Law of Cosines
A free Geometry lesson from the “Triangles, Similarity, and Trigonometry” unit, with a worked example and practice problems including step-by-step solutions.
The law of cosines generalizes the Pythagorean theorem to any triangle: c^2 = a^2 + b^2 - 2ab * cos(C), where C is the angle opposite side c. When C = 90 degrees, cos(C) = 0, and the formula reduces to the Pythagorean theorem. Use the law of cosines when you have two sides and the angle between them (SAS), or all three sides and need an angle (SSS).
What you'll learn
- Apply the law of cosines: c^2 = a^2 + b^2 - 2ab * cos(C)
- Solve a triangle for a missing side given two sides and the included angle (SAS)
- Solve a triangle for a missing angle given all three sides (SSS)
Worked example
Problem. Triangle has sides a = 3, b = 4, and included angle C = 60 degrees. Find c.
- c^2 = a^2 + b^2 - 2ab * cos(C).
- = 9 + 16 - 2(3)(4)(1/2) = 25 - 12 = 13.
- c = sqrt(13).
Answer: sqrt(13)
Practice problems
1. When the included angle is 90 degrees, the law of cosines becomes the:
Choices: Pythagorean theorem · Inscribed angle theorem · Law of sines
Show solution
- Warm-up: First identify exactly what the question is asking: When the included angle is 90 degrees, the law of cosines becomes the:
- Use the relevant geometric relationship first, then set up an equation from the angle measures or side relationships.
- cos(90) = 0, so c^2 = a^2 + b^2 — exactly the Pythagorean theorem.
- Verify the selected choice by checking that it satisfies the original prompt and that the other choices fail the same test.
Answer: Pythagorean theorem
2. Triangle a = 3, b = 4, C = 90. c?
Show solution
- Warm-up: First identify exactly what the question is asking: Triangle a = 3, b = 4, C = 90. c?
- Use the relevant geometric relationship first, then set up an equation from the angle measures or side relationships.
- cos(90)=0, so c^2 = 9+16 = 25. c = 5.
- Check the result by substituting or estimating: the response should match 5 and make sense in the original problem.
Answer: 5
3. Triangle a = 3, b = 4, C = 60 (cos(60) = 1/2). c^2 = ?
Show solution
- Warm-up: First identify exactly what the question is asking: Triangle a = 3, b = 4, C = 60 (cos(60) = 1/2). c^2 = ?

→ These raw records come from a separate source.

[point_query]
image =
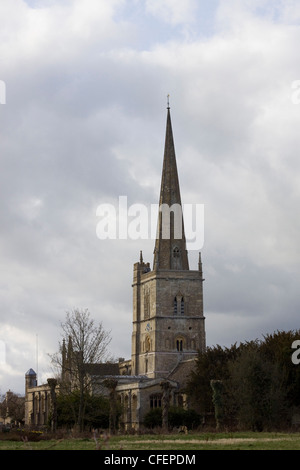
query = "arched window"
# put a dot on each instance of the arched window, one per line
(175, 306)
(155, 400)
(178, 305)
(146, 304)
(176, 252)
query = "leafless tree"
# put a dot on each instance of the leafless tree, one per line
(84, 343)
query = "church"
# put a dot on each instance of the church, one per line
(168, 324)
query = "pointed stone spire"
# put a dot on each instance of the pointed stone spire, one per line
(170, 247)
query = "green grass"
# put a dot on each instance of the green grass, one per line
(199, 441)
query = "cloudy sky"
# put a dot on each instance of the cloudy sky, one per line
(82, 122)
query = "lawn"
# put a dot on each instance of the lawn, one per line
(199, 441)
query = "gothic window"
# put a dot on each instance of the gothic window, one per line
(176, 252)
(175, 306)
(176, 259)
(155, 400)
(178, 305)
(146, 305)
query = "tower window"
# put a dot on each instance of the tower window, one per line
(178, 305)
(155, 401)
(176, 252)
(175, 306)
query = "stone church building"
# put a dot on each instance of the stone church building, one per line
(168, 327)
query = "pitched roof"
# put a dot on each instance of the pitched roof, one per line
(103, 369)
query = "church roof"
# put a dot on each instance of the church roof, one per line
(170, 247)
(104, 369)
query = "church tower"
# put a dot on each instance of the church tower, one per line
(168, 321)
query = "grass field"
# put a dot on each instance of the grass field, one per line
(200, 441)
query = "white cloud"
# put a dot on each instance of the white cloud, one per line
(174, 12)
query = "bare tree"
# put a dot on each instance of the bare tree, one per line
(87, 344)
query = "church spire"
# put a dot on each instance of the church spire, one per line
(170, 247)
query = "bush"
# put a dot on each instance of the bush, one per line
(177, 417)
(153, 418)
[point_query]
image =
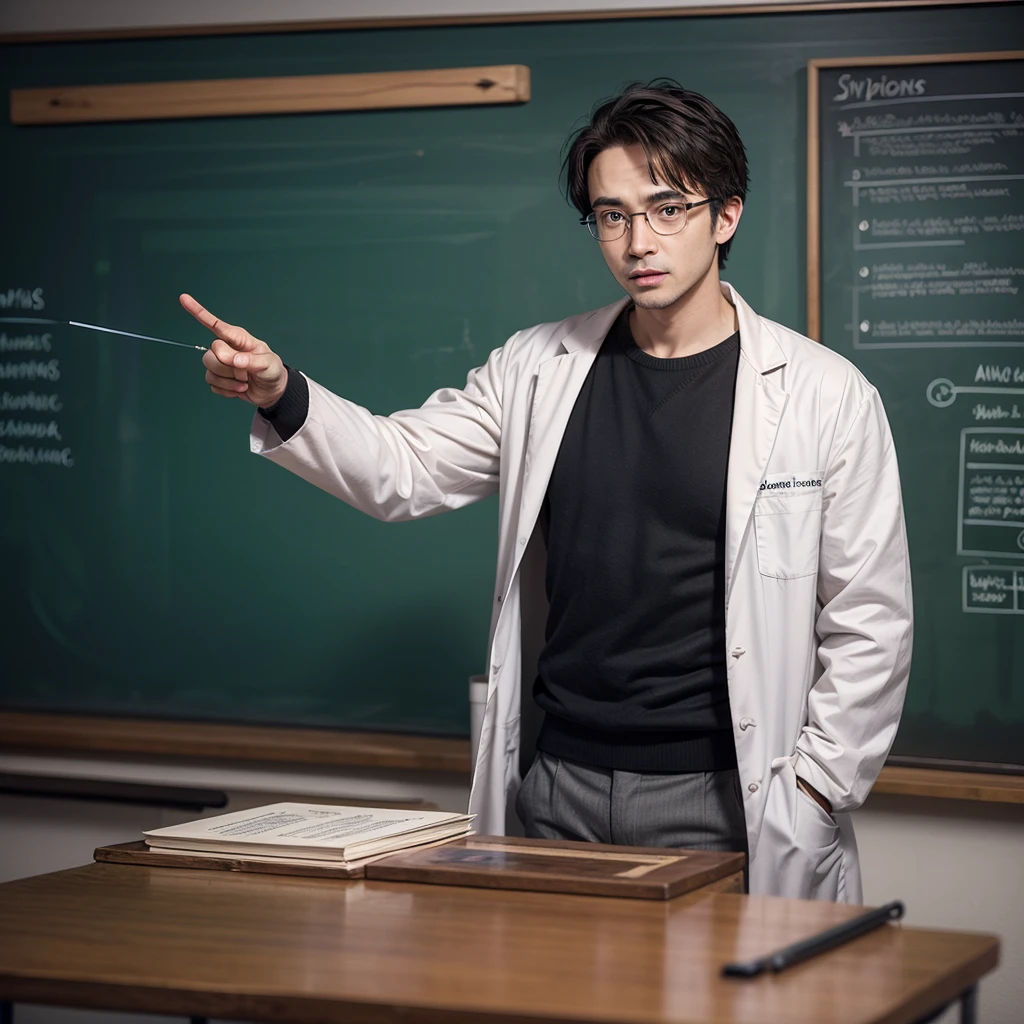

- Use the relevant geometric relationship first, then set up an equation from the angle measures or side relationships.
- c^2 = 9 + 16 - 2(3)(4)(1/2) = 25 - 12 = 13.
- Check the result by substituting or estimating: the response should match 13 and make sense in the original problem.
Answer: 13
4. Triangle a = 5, b = 7, C = 60. c^2 = ?
Show solution
- Core Practice: First identify exactly what the question is asking: Triangle a = 5, b = 7, C = 60. c^2 = ?
- Use the relevant geometric relationship first, then set up an equation from the angle measures or side relationships.
- c^2 = 25 + 49 - 2(5)(7)(1/2) = 74 - 35 = 39.
- Check the result by substituting or estimating: the response should match 39 and make sense in the original problem.
Answer: 39
5. Triangle a = 4, b = 6, C = 120 (cos(120) = -1/2). c^2 = ?
Show solution
- Core Practice: First identify exactly what the question is asking: Triangle a = 4, b = 6, C = 120 (cos(120) = -1/2). c^2 = ?
- Use the relevant geometric relationship first, then set up an equation from the angle measures or side relationships.
- c^2 = 16 + 36 - 2(4)(6)(-1/2) = 52 + 24 = 76.
- Check the result by substituting or estimating: the response should match 76 and make sense in the original problem.